The cost of a data breach: 2022 NetDiligence® Cyber Claims Study

Understanding the ongoing cybersecurity threats to the middle market

As cybersecurity threats and data security events continue to increase, understanding the costs and resources necessary to respond to a data breach is essential. RSM US LLP is a proud sponsor of the 12th annual NetDiligence^® Cyber Claims Study, a report detailing the actual losses from data breaches and other cyber-related incidents covered by leading cyber insurance carriers.

This year’s report features an analysis of almost 7,500 claims arising from events that occurred between 2017 and 2021. Ransomware and business email compromises are the two leading causes of loss in the NetDiligence survey, accounting for 44% of all claims during the full five years of data and nearly 50% from just 2020-21.

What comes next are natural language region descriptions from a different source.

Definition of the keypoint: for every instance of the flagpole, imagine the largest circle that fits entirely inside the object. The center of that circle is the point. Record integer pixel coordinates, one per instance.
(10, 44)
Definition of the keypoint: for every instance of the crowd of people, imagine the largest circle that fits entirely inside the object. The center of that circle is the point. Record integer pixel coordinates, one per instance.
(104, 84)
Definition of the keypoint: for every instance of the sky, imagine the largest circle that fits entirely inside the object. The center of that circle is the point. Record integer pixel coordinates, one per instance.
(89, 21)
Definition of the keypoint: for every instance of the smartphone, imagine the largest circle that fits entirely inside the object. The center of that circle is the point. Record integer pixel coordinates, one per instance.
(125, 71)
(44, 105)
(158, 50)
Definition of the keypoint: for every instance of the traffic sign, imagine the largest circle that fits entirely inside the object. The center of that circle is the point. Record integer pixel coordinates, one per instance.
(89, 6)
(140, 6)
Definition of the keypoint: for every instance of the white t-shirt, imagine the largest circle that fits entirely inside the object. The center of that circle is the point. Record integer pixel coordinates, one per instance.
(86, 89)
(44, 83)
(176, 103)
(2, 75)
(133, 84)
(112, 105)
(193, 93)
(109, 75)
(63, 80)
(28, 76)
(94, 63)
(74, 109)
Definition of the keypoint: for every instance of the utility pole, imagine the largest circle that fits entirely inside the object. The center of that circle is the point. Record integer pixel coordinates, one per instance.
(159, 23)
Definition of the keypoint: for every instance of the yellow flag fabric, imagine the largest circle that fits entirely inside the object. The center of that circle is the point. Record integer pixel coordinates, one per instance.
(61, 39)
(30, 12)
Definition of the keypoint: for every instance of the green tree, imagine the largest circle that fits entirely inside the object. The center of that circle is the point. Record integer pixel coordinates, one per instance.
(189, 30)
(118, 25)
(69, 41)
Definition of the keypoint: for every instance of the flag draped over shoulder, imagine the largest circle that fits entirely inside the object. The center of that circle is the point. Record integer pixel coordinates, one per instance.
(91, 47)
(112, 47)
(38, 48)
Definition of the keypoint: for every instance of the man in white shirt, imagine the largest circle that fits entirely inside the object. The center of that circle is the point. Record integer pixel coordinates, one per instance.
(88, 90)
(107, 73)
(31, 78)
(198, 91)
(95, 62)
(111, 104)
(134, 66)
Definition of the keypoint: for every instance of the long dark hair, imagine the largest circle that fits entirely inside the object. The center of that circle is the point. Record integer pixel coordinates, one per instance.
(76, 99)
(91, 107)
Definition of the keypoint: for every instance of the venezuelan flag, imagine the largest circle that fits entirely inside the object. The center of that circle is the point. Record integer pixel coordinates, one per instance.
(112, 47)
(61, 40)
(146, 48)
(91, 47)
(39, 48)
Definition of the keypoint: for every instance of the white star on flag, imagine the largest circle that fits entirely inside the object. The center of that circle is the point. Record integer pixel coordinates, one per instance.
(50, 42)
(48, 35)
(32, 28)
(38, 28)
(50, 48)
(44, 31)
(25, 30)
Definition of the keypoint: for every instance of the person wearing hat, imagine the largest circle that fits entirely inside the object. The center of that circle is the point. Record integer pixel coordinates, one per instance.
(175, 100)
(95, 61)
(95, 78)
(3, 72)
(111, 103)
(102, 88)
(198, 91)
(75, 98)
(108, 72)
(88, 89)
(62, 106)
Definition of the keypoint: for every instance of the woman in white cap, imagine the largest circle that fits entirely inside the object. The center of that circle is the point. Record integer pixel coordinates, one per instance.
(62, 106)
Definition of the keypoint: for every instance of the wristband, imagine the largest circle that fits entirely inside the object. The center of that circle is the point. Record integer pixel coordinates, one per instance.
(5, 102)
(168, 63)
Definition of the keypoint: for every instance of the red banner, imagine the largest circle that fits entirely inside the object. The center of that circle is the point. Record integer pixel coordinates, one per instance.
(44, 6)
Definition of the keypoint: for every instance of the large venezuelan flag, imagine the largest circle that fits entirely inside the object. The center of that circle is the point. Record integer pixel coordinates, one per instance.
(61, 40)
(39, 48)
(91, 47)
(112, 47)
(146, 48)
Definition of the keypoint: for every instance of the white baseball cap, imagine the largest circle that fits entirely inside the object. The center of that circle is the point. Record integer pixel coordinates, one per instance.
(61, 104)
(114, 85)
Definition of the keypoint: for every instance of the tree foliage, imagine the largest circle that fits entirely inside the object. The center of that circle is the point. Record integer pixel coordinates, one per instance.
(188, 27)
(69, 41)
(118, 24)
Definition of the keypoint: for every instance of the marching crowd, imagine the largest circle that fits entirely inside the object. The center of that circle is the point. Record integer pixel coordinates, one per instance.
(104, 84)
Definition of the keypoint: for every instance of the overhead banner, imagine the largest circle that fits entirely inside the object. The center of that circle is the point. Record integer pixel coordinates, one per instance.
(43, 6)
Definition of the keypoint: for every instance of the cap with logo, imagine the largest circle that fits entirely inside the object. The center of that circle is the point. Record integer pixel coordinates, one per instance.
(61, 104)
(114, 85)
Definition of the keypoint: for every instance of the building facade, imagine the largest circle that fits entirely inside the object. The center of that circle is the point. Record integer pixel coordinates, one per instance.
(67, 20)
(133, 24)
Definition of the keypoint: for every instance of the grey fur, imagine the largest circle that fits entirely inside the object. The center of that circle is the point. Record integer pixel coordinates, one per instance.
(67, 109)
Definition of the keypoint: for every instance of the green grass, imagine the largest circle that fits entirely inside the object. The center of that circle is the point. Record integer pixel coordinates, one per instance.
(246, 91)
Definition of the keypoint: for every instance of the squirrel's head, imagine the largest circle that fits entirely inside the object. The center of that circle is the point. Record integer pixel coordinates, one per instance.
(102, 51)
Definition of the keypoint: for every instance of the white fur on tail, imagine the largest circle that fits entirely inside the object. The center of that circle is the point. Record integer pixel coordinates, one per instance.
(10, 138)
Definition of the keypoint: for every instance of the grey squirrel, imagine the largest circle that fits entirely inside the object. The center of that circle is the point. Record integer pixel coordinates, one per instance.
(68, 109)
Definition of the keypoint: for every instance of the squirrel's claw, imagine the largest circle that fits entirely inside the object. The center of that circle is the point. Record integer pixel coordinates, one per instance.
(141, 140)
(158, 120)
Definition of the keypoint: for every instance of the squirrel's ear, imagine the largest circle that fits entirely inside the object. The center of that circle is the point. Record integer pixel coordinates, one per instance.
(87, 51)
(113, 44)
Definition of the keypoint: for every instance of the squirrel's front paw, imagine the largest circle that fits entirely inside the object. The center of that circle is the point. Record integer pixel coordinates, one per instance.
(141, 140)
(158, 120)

Almost all the claims in the survey (98%) were from small to medium enterprises with less than $2 billion in annual revenue. While large companies represented only 2% of claims, they accounted for 51% of the total incident cost in the report. However, the study shows no clear correlation between company size and the cost of a breach. Smaller organizations experienced large losses as well, with perhaps more of an impact than at larger companies.

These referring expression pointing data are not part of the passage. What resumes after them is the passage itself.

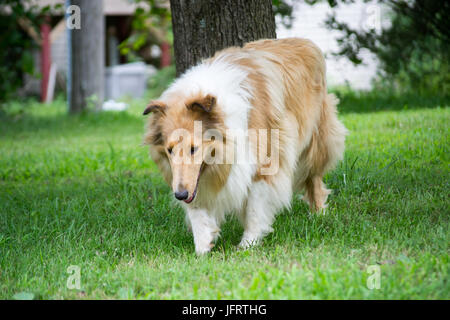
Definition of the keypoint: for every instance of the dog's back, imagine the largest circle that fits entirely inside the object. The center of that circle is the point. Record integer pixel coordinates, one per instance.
(277, 86)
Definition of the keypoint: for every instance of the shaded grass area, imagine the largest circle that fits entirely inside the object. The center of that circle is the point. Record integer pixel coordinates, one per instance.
(81, 191)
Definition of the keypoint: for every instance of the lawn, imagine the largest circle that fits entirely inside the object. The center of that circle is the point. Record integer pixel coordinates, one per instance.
(81, 191)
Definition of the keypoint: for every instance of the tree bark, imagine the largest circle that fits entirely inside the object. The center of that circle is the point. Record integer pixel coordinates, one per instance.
(202, 27)
(88, 57)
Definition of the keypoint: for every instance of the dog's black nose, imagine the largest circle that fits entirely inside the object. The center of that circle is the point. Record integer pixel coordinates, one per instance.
(181, 195)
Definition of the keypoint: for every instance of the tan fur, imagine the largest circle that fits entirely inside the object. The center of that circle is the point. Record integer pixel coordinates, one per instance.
(180, 113)
(305, 97)
(303, 112)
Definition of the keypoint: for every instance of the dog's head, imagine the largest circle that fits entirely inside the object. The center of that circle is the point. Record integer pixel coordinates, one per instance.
(183, 133)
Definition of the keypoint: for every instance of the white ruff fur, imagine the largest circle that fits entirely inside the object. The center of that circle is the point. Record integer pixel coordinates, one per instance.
(255, 201)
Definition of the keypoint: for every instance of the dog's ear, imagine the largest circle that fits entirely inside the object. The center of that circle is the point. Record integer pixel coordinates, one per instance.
(155, 106)
(205, 104)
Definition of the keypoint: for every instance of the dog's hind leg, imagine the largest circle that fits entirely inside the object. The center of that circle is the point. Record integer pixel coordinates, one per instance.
(263, 203)
(325, 150)
(316, 193)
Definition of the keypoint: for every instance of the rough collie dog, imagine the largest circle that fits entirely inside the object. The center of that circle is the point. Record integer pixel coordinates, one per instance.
(244, 130)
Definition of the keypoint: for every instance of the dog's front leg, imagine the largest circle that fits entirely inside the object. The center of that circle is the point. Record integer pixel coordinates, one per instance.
(204, 228)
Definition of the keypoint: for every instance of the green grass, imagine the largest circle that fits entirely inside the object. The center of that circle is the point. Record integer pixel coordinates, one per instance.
(82, 191)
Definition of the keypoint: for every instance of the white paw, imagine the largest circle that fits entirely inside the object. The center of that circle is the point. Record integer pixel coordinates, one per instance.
(201, 250)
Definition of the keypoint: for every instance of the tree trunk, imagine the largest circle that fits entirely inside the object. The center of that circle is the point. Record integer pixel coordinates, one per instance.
(88, 57)
(202, 27)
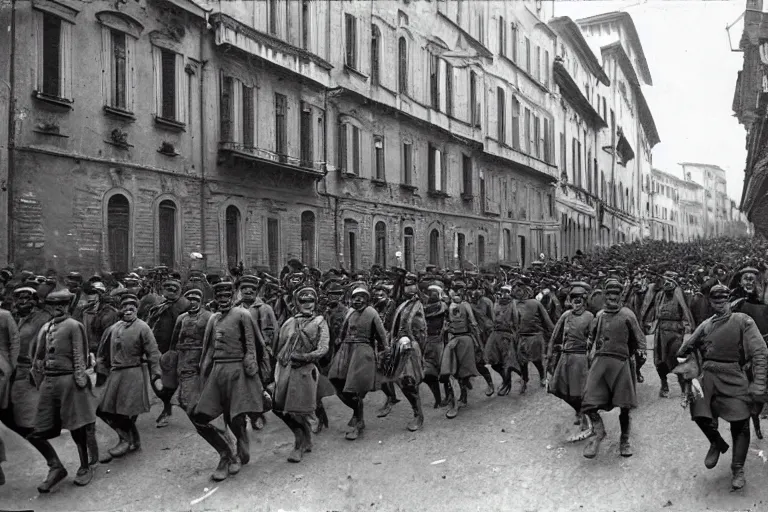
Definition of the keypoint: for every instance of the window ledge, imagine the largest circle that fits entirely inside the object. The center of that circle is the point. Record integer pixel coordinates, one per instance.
(119, 112)
(119, 146)
(170, 124)
(352, 71)
(63, 103)
(51, 133)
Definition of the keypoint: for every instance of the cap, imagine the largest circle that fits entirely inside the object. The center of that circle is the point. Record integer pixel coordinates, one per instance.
(59, 297)
(194, 293)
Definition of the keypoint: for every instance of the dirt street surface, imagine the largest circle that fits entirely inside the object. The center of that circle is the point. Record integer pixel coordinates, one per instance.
(501, 453)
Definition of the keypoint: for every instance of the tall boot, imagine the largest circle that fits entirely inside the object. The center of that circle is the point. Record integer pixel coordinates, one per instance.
(219, 443)
(56, 471)
(85, 472)
(740, 438)
(414, 398)
(717, 444)
(625, 449)
(506, 382)
(388, 389)
(434, 387)
(93, 445)
(483, 370)
(239, 428)
(593, 447)
(453, 409)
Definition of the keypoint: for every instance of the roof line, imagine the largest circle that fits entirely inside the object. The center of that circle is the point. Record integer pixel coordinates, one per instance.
(634, 37)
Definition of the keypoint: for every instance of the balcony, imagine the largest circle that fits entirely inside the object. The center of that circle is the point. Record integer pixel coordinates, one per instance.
(235, 154)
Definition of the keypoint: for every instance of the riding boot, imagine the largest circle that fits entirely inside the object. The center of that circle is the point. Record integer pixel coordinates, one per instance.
(717, 444)
(625, 449)
(593, 447)
(239, 428)
(434, 387)
(414, 398)
(740, 437)
(85, 472)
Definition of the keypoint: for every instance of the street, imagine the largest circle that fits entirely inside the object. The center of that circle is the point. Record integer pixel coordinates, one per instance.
(501, 453)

Escalating recovery expenses are a reminder of the importance of establishing a resilient cybersecurity environment. Recovery costs have been steadily increasing since 2017, with total incident expenses rising since 2018. In fact, over the last five years, claims with recovery expenses were about 60% higher, and in 2021, incident costs were over 300% higher when recovery expenses were incurred. So not only does an incident cost the business, but significant recovery costs must also be considered in many instances.